Recent advances in seasonal to interannual hydroclimate predictions provide an opportunity for developing a proactive approach towards water management.  These advances include the wider availability of weather-to-climate scale ensemble predictions, new techniques for downscaling and forecast calibration, the advent of hindcasting within major forecast production centers such as NCEP and ECMWF, and the steady improvement of hydrologic and other land surface models, greater exploitation of remote sensing datasets to constrain hydrologic simulation, and movement toward the use of high performance computing and cyber-infrastructure for earth science applications.  It is therefore an opportune time for hydroclimate forecasting experts and water managers to come together for a Chapman conference focusing on various topics relevant to both communities.  The primary objective is to convene climate scientists, hydrologists, forecasting agencies, water utilities, reservoir operators and water management agencies together for understanding the challenges and opportunities in developing hydroclimate forecasts that are relevant to water resources management. Over four days, the participants will focus on various issues related to hydroclimate forecasts and water management by addressing the following science questions:

1.   What are the key sources of uncertainties that challenge development of skillful hydroclimate forecasts at daily, seasonal and interannual time scales?

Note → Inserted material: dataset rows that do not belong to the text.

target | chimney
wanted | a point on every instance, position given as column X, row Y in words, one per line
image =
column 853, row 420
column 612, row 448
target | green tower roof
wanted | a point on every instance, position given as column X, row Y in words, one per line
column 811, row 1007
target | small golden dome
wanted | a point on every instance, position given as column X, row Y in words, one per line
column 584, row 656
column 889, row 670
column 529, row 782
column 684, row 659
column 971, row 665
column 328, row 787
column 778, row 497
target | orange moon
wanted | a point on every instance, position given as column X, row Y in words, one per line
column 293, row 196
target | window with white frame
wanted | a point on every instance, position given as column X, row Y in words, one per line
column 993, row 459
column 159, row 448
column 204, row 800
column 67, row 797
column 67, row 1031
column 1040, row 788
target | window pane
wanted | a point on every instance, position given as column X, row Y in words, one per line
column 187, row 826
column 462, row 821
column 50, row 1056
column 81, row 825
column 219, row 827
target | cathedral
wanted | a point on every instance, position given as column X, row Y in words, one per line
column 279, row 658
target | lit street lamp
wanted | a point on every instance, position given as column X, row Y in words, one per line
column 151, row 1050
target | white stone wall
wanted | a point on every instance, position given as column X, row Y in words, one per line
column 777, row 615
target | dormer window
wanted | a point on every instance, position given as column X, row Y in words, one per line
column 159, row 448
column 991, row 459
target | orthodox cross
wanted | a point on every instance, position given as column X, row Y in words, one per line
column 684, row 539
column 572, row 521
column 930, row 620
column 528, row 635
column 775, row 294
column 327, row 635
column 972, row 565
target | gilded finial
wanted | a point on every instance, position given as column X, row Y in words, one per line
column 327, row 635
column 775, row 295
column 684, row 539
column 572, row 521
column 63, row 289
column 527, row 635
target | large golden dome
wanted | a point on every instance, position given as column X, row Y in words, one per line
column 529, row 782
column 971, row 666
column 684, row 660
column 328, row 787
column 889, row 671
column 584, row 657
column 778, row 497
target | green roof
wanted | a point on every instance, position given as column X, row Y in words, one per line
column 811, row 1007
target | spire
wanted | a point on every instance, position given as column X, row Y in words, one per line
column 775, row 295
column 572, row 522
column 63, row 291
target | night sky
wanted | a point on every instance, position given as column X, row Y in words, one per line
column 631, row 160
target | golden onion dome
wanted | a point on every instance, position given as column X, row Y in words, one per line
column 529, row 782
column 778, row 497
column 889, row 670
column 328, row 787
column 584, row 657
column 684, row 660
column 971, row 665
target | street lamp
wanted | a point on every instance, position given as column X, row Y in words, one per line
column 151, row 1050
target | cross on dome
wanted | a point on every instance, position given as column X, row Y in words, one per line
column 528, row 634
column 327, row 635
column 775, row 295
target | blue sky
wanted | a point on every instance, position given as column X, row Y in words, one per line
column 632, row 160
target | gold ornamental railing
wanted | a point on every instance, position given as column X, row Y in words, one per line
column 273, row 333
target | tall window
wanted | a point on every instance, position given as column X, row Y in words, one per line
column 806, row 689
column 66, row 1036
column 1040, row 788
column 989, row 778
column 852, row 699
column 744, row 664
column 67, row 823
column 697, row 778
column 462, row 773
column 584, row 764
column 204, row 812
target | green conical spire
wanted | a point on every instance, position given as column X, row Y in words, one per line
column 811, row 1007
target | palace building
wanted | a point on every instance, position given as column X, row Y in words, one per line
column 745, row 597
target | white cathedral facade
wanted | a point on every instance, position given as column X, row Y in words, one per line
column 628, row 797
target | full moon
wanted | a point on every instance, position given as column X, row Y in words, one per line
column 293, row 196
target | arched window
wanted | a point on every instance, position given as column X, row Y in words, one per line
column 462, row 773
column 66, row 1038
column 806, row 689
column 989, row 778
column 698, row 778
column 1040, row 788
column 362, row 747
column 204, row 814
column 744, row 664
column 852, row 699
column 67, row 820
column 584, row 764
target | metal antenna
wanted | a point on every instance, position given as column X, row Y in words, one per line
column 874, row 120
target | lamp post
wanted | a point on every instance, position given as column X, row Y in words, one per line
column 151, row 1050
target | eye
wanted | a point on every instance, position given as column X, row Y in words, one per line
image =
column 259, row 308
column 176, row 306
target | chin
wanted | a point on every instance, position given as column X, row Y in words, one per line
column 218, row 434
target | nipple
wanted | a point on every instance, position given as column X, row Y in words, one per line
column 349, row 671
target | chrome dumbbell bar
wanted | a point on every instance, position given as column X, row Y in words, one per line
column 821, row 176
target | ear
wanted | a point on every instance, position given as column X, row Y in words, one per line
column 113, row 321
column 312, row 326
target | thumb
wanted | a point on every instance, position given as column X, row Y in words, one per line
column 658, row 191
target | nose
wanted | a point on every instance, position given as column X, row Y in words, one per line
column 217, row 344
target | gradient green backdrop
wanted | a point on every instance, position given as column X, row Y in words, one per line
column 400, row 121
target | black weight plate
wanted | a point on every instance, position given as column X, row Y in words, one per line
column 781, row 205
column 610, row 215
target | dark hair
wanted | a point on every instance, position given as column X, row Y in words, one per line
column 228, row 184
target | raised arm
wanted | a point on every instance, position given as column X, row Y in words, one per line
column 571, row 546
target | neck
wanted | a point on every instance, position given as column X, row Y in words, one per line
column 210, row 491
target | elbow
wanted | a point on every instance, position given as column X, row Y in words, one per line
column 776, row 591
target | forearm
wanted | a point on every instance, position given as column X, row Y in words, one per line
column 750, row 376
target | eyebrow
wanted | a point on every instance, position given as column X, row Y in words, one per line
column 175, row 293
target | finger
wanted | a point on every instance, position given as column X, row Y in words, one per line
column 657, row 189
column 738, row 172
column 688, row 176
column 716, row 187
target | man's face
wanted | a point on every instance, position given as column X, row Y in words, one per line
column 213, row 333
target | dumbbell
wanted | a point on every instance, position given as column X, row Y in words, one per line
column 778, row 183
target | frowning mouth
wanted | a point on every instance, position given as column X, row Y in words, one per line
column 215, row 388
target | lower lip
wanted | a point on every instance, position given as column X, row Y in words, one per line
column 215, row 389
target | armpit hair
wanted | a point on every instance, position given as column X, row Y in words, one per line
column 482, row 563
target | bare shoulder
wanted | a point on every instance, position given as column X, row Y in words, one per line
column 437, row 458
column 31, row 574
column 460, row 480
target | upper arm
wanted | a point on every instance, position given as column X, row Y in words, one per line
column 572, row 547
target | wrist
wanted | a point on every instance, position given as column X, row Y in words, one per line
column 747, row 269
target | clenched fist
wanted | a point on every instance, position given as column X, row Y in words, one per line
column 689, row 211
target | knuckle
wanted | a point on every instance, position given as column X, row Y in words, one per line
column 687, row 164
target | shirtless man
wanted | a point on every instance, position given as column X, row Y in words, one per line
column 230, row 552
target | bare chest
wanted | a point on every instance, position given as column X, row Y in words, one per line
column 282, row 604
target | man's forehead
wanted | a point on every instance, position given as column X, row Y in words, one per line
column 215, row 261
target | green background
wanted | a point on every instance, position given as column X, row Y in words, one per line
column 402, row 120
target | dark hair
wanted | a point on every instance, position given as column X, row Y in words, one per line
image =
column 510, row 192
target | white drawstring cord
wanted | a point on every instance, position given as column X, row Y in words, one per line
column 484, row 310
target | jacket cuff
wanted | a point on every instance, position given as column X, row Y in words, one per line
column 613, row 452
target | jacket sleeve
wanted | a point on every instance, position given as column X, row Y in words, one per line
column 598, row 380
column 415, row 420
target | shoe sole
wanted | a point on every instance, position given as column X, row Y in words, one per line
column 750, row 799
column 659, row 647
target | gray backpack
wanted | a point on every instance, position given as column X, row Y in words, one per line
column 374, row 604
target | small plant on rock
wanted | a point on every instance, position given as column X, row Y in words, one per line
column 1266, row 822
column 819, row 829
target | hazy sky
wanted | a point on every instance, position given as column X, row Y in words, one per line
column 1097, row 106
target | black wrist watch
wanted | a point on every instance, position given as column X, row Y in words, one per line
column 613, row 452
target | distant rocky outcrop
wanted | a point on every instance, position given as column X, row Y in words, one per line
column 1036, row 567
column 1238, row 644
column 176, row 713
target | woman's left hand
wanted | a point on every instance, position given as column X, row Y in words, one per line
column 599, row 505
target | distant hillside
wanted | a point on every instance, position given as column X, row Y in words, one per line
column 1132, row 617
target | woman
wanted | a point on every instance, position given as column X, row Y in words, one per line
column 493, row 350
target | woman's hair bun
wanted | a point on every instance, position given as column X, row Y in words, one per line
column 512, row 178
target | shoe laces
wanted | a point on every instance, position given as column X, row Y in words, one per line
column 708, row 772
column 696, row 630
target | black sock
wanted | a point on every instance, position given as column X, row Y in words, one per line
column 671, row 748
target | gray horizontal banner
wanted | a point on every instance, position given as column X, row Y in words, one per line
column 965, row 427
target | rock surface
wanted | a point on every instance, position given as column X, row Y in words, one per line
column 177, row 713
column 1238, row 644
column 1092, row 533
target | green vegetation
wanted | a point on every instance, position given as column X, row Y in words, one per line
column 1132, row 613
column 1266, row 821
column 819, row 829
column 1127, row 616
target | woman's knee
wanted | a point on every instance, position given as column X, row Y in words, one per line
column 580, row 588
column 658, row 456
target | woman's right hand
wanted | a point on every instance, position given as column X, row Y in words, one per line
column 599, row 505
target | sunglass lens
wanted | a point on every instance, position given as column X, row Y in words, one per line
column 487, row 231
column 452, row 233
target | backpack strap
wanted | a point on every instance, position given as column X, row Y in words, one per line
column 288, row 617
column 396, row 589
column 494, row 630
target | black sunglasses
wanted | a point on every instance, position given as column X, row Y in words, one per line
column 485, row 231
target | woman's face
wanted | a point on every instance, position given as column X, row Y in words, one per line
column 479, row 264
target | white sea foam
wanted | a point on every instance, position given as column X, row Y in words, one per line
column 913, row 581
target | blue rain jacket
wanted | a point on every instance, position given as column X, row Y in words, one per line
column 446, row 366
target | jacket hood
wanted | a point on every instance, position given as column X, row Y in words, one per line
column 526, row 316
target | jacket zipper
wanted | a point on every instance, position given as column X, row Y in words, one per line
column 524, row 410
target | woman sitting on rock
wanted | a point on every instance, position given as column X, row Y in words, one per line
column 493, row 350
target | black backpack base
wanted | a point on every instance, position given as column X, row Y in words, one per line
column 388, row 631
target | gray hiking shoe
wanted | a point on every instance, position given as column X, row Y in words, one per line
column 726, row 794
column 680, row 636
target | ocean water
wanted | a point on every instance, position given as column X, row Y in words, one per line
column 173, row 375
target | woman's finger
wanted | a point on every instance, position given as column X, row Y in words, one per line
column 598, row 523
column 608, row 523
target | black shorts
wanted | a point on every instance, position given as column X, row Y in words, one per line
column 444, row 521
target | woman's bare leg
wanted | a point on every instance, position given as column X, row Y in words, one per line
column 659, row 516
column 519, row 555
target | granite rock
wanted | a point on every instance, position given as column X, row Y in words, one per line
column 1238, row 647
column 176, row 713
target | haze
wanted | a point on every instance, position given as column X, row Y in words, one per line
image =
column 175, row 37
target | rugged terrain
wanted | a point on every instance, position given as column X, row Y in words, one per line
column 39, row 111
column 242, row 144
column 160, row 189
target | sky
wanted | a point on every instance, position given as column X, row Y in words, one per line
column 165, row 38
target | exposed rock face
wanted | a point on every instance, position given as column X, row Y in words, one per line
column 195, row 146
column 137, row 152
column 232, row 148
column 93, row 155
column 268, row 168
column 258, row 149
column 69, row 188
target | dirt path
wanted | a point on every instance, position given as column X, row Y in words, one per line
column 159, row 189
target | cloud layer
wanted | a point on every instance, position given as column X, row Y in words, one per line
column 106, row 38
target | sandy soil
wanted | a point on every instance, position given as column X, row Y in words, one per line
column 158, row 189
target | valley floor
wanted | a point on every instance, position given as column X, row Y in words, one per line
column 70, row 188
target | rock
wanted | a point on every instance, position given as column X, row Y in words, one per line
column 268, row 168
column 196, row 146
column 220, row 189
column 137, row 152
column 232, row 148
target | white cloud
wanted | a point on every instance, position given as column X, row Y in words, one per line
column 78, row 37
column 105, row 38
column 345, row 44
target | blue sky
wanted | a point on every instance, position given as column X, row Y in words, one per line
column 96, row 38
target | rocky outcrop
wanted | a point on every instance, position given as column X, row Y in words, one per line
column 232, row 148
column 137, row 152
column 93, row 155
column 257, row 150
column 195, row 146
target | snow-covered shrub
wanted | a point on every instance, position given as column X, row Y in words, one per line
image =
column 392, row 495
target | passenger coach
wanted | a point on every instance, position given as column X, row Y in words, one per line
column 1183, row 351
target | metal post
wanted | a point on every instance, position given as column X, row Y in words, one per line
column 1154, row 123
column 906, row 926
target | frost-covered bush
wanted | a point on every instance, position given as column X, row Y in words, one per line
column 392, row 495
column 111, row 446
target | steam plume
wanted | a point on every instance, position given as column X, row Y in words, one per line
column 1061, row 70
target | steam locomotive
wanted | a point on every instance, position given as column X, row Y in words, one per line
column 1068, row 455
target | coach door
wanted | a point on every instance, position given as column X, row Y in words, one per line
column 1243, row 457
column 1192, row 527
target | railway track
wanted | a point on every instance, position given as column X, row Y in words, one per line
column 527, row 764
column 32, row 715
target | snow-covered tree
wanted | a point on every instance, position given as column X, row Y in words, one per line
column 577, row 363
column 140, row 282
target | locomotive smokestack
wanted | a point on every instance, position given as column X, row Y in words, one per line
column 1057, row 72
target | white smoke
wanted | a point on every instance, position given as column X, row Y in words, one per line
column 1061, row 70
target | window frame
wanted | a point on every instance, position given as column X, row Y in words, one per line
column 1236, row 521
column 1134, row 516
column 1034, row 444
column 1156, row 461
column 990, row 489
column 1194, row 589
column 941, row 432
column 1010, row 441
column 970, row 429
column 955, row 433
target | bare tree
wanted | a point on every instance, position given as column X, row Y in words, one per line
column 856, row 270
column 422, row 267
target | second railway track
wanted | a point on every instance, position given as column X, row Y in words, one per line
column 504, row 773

2.   How best do we reduce the uncertainty and improve reliability in downscaling large-scale climate information for developing regional hydroclimate forecasts?

3.   What are the key challenges in using probabilistic streamflow information in operational water resource management models and decision tools?

4.   What are the limitations in applying streamflow forecasts for real-time applications?

5.         How can we bridge the gaps between forecast producers (agencies, research institutions) and forecast consumers (water resource managers, operational agencies) for improving forecast applications in water management?